How could God more fully show His estimate of sin, with His love and pity and longing desire to save the sinner, than by dying for sinful man?

God has done that. But the sinner tramples on Christ's Blood, rejects His infinite mercy, resists His infinite love, and so hardens himself into an eternal sinner; hence he deserves eternal punishment.

If sin is such a crime - and the Bible teaches that it is - then God, as moral Governor of the universe, having provided a perfect way, to place sinners under sentence of punishment. And when God does so my conscience takes God's part against my sensibilities, and pronounces Him just and holy.

Finally, for a man to say, "I believe in Heaven, but I do not believe in hell," is much as though he should say, "I believe in mountains, but not in valleys; in heights, but not in depths." We cannot have mountains without valleys, we cannot have heights without depths, and we cannot have moral and spiritual heights without the awful possibility of moral and spiritual depths, and the depths are always equal to the heights.

The man who chooses the things God chooses, loves the things God loves, and hates the things God hates, and who, with obedient faith, takes up his cross and follows Jesus, will go to the heights of God's holiness and happiness and Heaven; but the man who goes the other way will land in the dark, bottomless abysses of hell. Every man chooses his own way!

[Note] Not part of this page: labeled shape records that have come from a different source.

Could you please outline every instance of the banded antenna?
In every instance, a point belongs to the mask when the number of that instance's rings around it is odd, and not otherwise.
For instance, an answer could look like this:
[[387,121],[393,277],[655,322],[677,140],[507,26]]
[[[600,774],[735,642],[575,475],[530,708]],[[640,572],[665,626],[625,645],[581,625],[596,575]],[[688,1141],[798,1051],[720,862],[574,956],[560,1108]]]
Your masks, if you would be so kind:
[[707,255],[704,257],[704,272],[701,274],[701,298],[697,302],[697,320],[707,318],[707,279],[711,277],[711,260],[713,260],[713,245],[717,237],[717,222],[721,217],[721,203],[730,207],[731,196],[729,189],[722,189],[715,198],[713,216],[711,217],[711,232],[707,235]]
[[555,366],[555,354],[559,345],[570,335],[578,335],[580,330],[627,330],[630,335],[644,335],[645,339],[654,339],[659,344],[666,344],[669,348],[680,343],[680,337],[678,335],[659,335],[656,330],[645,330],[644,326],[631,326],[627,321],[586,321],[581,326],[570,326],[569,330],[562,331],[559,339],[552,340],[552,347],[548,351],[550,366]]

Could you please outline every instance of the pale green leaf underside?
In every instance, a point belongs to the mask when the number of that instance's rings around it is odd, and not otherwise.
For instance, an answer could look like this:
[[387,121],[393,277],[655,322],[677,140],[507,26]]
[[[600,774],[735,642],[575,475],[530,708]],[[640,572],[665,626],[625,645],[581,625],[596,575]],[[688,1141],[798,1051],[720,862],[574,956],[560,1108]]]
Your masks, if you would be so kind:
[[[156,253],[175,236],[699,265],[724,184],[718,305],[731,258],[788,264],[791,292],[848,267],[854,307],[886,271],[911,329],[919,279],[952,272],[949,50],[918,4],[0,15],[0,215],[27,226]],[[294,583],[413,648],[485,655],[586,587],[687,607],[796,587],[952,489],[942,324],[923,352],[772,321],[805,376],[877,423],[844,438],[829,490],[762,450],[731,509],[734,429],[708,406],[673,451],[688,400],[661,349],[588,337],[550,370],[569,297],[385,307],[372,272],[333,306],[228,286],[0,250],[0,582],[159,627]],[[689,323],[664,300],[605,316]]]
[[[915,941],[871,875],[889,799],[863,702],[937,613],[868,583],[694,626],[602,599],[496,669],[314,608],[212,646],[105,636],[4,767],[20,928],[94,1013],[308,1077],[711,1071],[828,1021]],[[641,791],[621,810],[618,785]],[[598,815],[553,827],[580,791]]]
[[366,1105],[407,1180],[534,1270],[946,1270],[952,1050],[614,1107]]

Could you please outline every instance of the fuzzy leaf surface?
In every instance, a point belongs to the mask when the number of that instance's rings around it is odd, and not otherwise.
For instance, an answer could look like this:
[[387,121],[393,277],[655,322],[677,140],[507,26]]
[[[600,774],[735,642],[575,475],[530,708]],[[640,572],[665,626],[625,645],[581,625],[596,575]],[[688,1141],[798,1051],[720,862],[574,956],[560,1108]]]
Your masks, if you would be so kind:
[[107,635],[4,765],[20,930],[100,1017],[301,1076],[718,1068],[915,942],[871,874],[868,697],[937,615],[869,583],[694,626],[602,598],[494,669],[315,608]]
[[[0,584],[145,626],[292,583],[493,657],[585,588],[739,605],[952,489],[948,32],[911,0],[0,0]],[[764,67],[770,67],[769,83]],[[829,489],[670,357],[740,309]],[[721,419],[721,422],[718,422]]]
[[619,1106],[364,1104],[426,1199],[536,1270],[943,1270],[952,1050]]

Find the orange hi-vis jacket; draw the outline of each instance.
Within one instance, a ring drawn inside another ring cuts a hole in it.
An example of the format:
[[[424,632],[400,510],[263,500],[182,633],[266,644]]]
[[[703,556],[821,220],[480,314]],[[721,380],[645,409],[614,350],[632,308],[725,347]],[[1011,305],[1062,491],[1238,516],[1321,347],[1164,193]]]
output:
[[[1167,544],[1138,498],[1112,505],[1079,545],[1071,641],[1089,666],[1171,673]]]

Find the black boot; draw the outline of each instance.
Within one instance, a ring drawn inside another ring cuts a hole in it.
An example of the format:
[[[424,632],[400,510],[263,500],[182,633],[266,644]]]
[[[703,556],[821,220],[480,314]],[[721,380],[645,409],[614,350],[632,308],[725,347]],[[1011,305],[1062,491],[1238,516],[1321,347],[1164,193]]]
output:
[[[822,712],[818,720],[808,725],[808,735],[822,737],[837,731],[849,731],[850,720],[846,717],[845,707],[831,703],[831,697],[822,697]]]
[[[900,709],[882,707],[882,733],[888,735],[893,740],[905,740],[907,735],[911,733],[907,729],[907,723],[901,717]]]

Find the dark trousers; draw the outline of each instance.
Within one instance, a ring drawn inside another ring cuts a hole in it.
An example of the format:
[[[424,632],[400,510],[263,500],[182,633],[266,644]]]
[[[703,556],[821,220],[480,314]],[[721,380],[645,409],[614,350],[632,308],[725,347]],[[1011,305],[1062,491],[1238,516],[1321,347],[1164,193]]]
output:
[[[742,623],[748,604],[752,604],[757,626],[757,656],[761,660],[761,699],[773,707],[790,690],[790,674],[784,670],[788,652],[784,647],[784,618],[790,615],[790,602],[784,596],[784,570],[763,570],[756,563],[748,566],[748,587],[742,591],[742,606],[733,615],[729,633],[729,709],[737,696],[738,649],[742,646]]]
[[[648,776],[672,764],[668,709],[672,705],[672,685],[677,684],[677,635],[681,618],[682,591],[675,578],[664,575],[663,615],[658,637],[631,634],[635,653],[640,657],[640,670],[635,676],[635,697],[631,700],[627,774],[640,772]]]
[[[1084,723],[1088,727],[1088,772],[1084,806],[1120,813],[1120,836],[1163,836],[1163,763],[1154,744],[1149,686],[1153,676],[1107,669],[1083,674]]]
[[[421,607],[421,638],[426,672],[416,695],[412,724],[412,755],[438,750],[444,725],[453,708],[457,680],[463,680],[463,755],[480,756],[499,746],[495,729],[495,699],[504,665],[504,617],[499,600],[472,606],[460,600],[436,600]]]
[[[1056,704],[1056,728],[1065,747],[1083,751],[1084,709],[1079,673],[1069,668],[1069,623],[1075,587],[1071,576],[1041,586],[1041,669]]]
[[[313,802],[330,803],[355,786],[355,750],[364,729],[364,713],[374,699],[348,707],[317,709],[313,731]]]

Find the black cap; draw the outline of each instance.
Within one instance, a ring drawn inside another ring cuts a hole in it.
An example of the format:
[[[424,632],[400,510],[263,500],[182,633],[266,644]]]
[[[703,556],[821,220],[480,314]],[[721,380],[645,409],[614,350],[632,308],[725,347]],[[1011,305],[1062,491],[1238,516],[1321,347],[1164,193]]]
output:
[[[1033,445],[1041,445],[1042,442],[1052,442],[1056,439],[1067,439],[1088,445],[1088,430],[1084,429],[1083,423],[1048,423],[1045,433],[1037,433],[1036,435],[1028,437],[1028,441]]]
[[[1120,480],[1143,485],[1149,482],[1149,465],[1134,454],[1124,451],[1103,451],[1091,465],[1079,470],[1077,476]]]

Joseph Cook, closed his address at the Chicago Parliament of Religion with these words, which you may put on my tombstone:

Holiness, or Heaven lose.
If what Heaven loves I hate,
Shut for me is Heaven's gate. 
Endless sin means endless woe,
Into endless sin I go.
If my soul from reason rest
Takes from sin its final rent
As the stream its channel grooves,
And within that channel moves;
So does habit's deepest tide
Groove its bed and there abide.
Light obeyed increaseth light;
Light resisted bringeth night.
Who shall give me will to choose,
If the love of light I lose?
Speed, my soul, this instant yield,
Let the light its sceptre wield
While thy God prolongs His grace,
Haste thee to His holy face,
HOW SHALL WE ESCAPE, IF WE NEGLECT SO GREAT SALVATION?
WHATSOEVER A MAN SOWETH, THAT SHALL HE ALSO REAP."